Noch 2010 hatte das Festival – Gesamtetat von 450.000 Euro – 120.000 Euro Förderung vom Bund erhalten, heuer waren es 80.000 Euro gewesen. Im kommen Jahr, so interpretiert Kramme
eine Stellungnahme des Bundesfamilienministeriums, werde die Förderung von Bund und Land gemeinsam auf 40.000 Euro, im Jahre 2013 schließlich auf nur noch 20.000 Euro sinken.

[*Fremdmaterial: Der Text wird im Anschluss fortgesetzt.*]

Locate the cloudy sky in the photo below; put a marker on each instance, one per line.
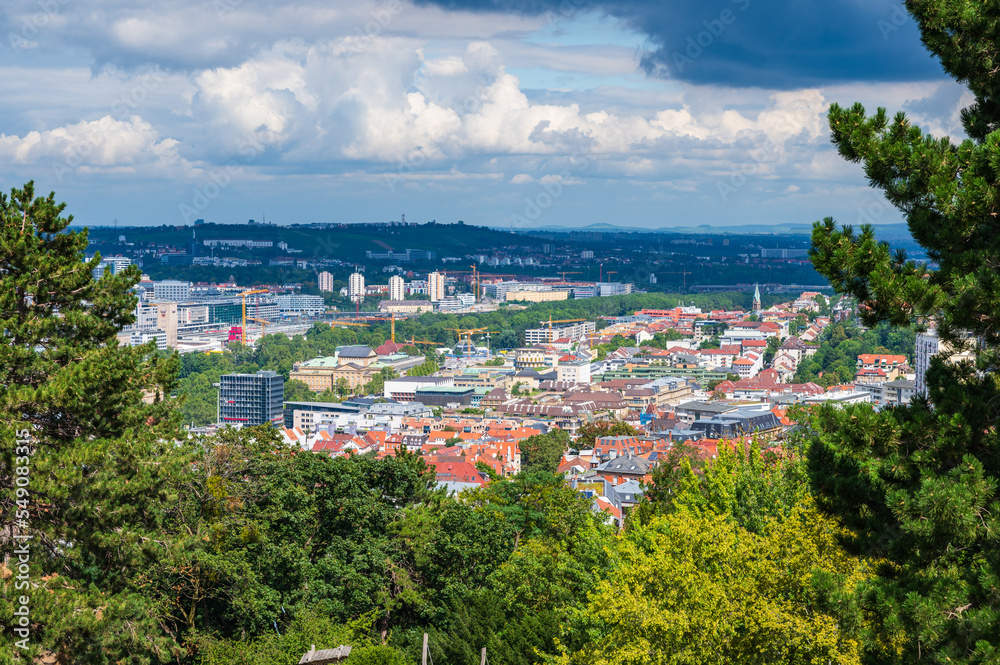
(502, 112)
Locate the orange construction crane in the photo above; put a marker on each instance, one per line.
(243, 331)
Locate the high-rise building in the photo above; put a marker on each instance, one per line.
(435, 286)
(251, 399)
(928, 344)
(397, 288)
(356, 286)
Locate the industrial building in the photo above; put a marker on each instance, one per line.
(251, 399)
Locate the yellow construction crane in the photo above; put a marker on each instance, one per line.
(263, 325)
(679, 272)
(243, 330)
(551, 321)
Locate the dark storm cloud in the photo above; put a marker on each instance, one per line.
(761, 43)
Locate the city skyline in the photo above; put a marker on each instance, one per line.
(517, 115)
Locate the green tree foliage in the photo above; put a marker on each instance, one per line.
(918, 485)
(693, 588)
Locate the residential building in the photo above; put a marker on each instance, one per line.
(300, 304)
(114, 264)
(397, 288)
(356, 286)
(928, 344)
(577, 332)
(172, 290)
(251, 399)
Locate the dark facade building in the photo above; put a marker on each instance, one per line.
(251, 399)
(444, 395)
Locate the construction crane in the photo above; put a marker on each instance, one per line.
(488, 333)
(243, 330)
(391, 319)
(550, 321)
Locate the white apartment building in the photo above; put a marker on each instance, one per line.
(115, 264)
(300, 304)
(435, 286)
(928, 344)
(356, 286)
(172, 290)
(397, 288)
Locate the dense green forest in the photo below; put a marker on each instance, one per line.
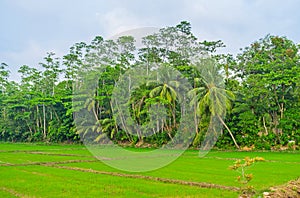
(255, 94)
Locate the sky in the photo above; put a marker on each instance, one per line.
(31, 28)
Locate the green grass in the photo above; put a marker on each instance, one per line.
(45, 181)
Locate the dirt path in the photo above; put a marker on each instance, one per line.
(164, 180)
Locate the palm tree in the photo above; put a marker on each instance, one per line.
(212, 95)
(167, 90)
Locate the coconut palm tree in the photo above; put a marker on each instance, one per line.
(212, 96)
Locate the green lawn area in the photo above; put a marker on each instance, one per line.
(32, 170)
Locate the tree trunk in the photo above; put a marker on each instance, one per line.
(44, 117)
(222, 121)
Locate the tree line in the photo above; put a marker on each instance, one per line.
(255, 95)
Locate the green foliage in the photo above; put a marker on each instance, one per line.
(258, 106)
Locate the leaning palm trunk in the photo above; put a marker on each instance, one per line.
(225, 125)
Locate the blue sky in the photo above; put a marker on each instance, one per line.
(30, 28)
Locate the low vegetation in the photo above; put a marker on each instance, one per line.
(31, 170)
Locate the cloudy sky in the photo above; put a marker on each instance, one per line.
(30, 28)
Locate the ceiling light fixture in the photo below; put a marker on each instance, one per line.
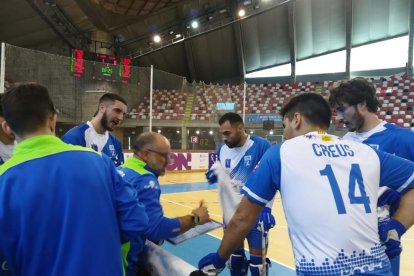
(156, 38)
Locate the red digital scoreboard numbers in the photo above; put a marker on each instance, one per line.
(126, 69)
(108, 68)
(77, 65)
(105, 67)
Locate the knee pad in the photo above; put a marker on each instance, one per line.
(237, 263)
(256, 265)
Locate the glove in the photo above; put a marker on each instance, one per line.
(391, 198)
(390, 232)
(212, 264)
(211, 177)
(267, 218)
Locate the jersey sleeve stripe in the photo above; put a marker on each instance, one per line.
(254, 196)
(406, 184)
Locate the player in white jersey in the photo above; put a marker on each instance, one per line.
(329, 189)
(96, 134)
(356, 105)
(237, 158)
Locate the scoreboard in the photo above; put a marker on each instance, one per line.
(110, 68)
(105, 67)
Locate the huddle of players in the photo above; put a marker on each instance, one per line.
(306, 118)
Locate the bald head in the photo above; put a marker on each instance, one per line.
(150, 140)
(154, 149)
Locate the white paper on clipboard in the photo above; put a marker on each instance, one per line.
(196, 231)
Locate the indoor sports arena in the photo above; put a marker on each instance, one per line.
(153, 80)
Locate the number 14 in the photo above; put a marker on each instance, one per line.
(355, 177)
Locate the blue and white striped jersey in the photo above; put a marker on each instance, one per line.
(329, 189)
(85, 135)
(238, 163)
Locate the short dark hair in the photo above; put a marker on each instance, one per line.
(312, 106)
(353, 92)
(232, 117)
(27, 107)
(111, 97)
(1, 108)
(143, 141)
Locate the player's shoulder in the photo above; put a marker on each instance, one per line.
(260, 140)
(397, 130)
(76, 130)
(114, 139)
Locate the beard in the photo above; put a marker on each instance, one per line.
(358, 122)
(105, 123)
(233, 144)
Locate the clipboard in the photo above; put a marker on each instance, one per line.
(196, 231)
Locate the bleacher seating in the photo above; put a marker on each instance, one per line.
(167, 105)
(395, 95)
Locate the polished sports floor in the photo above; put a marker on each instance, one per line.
(182, 192)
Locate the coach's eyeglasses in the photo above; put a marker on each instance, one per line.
(165, 155)
(342, 108)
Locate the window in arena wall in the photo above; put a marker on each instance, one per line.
(277, 71)
(392, 53)
(330, 63)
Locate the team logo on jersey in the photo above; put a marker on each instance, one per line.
(309, 136)
(4, 266)
(151, 185)
(326, 138)
(374, 146)
(247, 160)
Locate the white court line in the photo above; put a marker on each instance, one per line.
(273, 260)
(217, 237)
(187, 206)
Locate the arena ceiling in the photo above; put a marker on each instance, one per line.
(224, 47)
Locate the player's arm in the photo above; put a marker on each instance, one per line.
(132, 218)
(72, 138)
(239, 226)
(404, 213)
(198, 216)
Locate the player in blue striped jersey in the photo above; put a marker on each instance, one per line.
(237, 157)
(96, 133)
(329, 189)
(356, 105)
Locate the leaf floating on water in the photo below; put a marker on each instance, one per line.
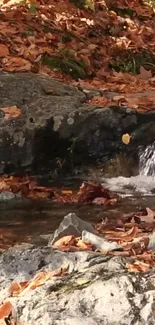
(138, 266)
(5, 309)
(126, 138)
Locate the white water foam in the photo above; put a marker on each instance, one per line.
(147, 161)
(144, 183)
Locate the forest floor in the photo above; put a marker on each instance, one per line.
(101, 44)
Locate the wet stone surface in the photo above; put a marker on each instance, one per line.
(57, 124)
(97, 290)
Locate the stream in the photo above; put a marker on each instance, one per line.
(24, 220)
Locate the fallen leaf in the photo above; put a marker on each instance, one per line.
(145, 74)
(5, 309)
(127, 236)
(138, 266)
(65, 241)
(149, 218)
(67, 192)
(16, 288)
(11, 112)
(126, 138)
(3, 51)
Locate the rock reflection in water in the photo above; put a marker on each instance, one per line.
(24, 220)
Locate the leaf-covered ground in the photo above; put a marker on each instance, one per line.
(102, 44)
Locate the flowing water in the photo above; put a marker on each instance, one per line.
(25, 220)
(142, 184)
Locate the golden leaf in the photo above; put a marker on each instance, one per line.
(126, 138)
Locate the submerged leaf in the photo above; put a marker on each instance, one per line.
(126, 138)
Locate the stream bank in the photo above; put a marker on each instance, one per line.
(47, 125)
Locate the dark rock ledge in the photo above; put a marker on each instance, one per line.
(57, 125)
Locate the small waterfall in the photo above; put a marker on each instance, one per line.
(147, 161)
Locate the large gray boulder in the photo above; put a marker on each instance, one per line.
(97, 290)
(71, 225)
(58, 124)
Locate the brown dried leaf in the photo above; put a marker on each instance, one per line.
(5, 309)
(145, 74)
(138, 266)
(128, 236)
(11, 112)
(3, 51)
(65, 241)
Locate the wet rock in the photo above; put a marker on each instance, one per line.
(99, 242)
(71, 225)
(97, 290)
(57, 125)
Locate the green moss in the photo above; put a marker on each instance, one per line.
(131, 62)
(67, 64)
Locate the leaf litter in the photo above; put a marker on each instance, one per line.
(71, 41)
(91, 40)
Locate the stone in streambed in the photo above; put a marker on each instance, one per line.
(99, 242)
(71, 225)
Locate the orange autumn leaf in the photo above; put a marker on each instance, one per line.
(145, 74)
(65, 241)
(5, 309)
(69, 192)
(11, 112)
(138, 266)
(127, 236)
(84, 246)
(3, 51)
(16, 288)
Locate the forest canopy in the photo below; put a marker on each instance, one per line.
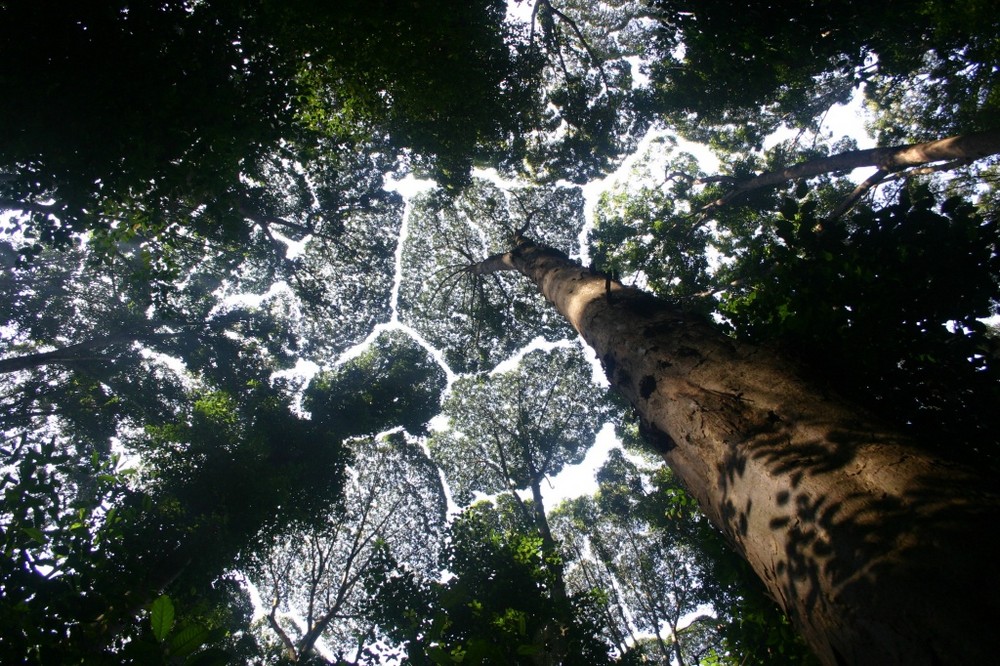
(260, 403)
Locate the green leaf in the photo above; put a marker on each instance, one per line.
(187, 640)
(161, 616)
(36, 534)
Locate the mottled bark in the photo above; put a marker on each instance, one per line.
(878, 551)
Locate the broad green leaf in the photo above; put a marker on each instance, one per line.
(36, 534)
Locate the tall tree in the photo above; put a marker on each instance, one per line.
(313, 581)
(509, 431)
(872, 545)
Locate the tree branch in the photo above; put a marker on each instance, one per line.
(959, 149)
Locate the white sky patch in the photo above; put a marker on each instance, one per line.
(578, 480)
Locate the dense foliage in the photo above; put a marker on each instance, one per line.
(244, 382)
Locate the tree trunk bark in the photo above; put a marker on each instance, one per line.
(80, 351)
(879, 552)
(966, 147)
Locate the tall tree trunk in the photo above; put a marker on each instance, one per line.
(879, 552)
(80, 351)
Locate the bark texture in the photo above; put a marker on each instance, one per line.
(964, 148)
(878, 551)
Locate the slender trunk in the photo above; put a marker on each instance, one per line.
(966, 147)
(879, 552)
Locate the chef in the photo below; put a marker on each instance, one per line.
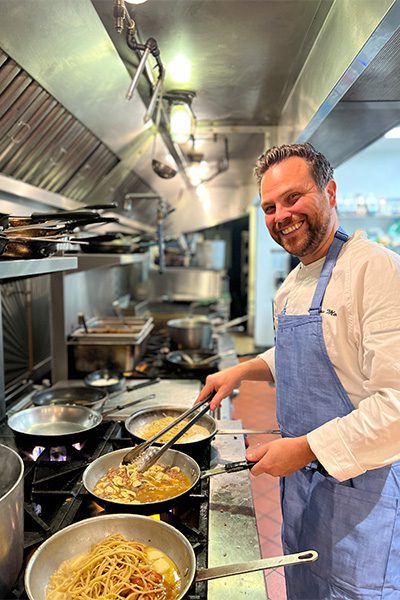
(336, 366)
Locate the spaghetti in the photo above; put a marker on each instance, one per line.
(194, 434)
(116, 569)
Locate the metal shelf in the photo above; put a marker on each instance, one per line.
(39, 266)
(96, 261)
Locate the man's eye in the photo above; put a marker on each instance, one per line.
(268, 210)
(293, 197)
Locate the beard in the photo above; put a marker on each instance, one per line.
(309, 240)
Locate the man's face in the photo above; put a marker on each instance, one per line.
(299, 216)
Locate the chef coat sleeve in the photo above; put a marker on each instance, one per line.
(369, 436)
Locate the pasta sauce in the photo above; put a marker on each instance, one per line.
(116, 569)
(125, 484)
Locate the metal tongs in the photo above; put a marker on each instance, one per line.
(145, 455)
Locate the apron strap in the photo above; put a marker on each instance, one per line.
(340, 238)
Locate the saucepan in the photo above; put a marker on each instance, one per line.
(195, 333)
(135, 423)
(80, 395)
(79, 537)
(60, 423)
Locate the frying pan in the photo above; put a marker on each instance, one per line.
(172, 458)
(80, 537)
(54, 423)
(66, 423)
(143, 417)
(82, 396)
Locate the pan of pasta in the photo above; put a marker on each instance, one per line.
(145, 423)
(112, 556)
(127, 557)
(121, 488)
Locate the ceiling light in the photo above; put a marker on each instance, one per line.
(179, 69)
(182, 119)
(393, 133)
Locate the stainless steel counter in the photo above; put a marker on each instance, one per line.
(233, 533)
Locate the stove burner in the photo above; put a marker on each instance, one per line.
(55, 497)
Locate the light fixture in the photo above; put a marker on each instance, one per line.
(182, 119)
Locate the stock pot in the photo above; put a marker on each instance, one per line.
(11, 518)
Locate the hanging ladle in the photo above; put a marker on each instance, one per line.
(161, 169)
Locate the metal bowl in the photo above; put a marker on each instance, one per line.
(99, 467)
(80, 537)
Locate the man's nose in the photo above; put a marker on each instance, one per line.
(282, 213)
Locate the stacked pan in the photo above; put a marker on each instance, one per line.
(38, 235)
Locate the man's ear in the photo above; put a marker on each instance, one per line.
(330, 189)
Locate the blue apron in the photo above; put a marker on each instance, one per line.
(354, 525)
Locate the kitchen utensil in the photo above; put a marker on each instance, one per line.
(11, 518)
(81, 536)
(54, 423)
(67, 423)
(151, 455)
(161, 169)
(83, 396)
(138, 450)
(228, 468)
(171, 458)
(140, 419)
(195, 360)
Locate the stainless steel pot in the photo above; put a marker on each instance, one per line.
(80, 537)
(191, 333)
(54, 423)
(11, 518)
(196, 332)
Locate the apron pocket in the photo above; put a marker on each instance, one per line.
(352, 530)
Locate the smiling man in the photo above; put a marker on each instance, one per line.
(336, 365)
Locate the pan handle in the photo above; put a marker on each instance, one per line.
(256, 565)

Diese Angaben wollte das bayerische Kunstministerium nicht bestätigen. Es handele sich bei den Zahlen Krammes um Mittel lediglich des Bundes. Der Freistaat schieße darüber hinaus
Geld zu und werde sich „dafür einsetzen, die Zuschüsse für das Festival junger Künstler in möglichst guter Höhe zu erhalten“, sagte eine Sprecherin. Daher
habe der Freistaat Bayern auch seinen Zuschuss für 2009 nicht zurückgefordert, obwohl das Festival erstmals „einen deutlichen Einnahmeüberschuss“ erwirtschaftet
habe.
Festival-Intendantin Sissy Thammer wollte die Zahlen nicht näher kommentieren. Ihrer Kenntnis nach sei überhaupt keine Summe defininitv beschlossen. „Wir rechnen nach einem sehr
anstrengenden Festival erst noch ab und schreiben unsere Berichte“, sagte sie dem Kurier. „Und diese Bilanz des Festivals 2011 wird dann auch die Basis für neue Gespräche
sein.“ Noch im Herbst solle mit Bund und Bayern verhandelt werden.